Interview: Robbie Williams: „Ich bin ein unsicherer Typ“

Robbie Williams spricht im Interview über Depressionen, Jesus Christus und sein neues Album „Reality killed the Video Star“.

Wie geht es Ihnen, Mister Williams?



Komisch. Ich war drei Jahre lang weg, und jetzt bin ich plötzlich wieder ein Popstar. Nach einer Weile vergisst man, wer man einmal war, was man getan hat und wem die Arbeit etwas bedeutete. Aber ich bin froh, dass alle sehr nett zu mir sind und sich freuen, mich zu sehen.

Das überrascht Sie?

Es tut mir leid, dass ich vor meinem Comeback so ein negatives Szenario in meinem Kopf aufgebaut hatte. Alles Folge meiner Unsicherheit. Es gibt den Song „Morning Sun“ auf meinem neuen Album. Davon abgesehen, dass er eine Hommage an Michael Jackson ist, ist es ein autobiografischer Song. Es heißt darin (Williams singt): „You always wanted more than life, but now you don’t have the appetite, get a message to the troubadour, the world don’t love you anymore“. Der Text beschreibt wie ich mich in den letzten drei Jahren gefühlt habe. Also, es überrascht mich, dass sich meine negativen Fantasien nicht verwirklicht haben. Mehr noch: Ich bin schockiert und zugleich glücklich, dass sich das schlechte Image, das ich mir aufgebaut hatte, nicht auswirkt.

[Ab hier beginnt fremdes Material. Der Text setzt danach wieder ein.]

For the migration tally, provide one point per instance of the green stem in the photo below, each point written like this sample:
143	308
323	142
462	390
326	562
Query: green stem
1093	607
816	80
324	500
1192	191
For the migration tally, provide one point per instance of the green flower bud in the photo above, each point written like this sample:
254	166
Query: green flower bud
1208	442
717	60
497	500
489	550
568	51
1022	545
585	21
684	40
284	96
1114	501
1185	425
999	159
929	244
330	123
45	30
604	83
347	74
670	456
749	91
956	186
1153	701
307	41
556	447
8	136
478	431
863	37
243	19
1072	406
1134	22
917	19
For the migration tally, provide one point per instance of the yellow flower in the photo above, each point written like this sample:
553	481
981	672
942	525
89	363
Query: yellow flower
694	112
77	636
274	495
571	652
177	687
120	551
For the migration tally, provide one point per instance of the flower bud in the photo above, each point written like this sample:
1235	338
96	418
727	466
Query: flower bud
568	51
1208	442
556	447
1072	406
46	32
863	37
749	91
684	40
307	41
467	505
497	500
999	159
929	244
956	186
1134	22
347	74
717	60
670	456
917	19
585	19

Dafür sehen Sie momentan auch zu gut aus. Eine Folge Ihrer Diäten?

Ich trage schwarze Klamotten, das hilft. So viele Diäten, wie die Leute glauben, habe ich gar nicht ausprobiert. Eine Zeit lang habe ich Kohlenhydrate weggelassen, aber das brachte gar nichts. Sobald ich wieder Kohlenhydrate zu mir nahm, waren auch die Kilos wieder da. Verdammt, ich bin einfach zu faul, jeden Tag etwas für meinen Körper zu tun. Also habe ich mir gesagt: Robbie, du musst die „guten“ Sachen weglassen, was du am liebsten magst, also Chips und Schokolade, Donuts und Weißbrot. Aber eines ist sicher: Wenn der ganze Rummel hier vorbei ist, habe ich ein Date mit meinem Sofa und einer Tüte Donuts!

Ist Ihre erste Single „Bodies“ von dem Kampf mit dem Körper inspiriert?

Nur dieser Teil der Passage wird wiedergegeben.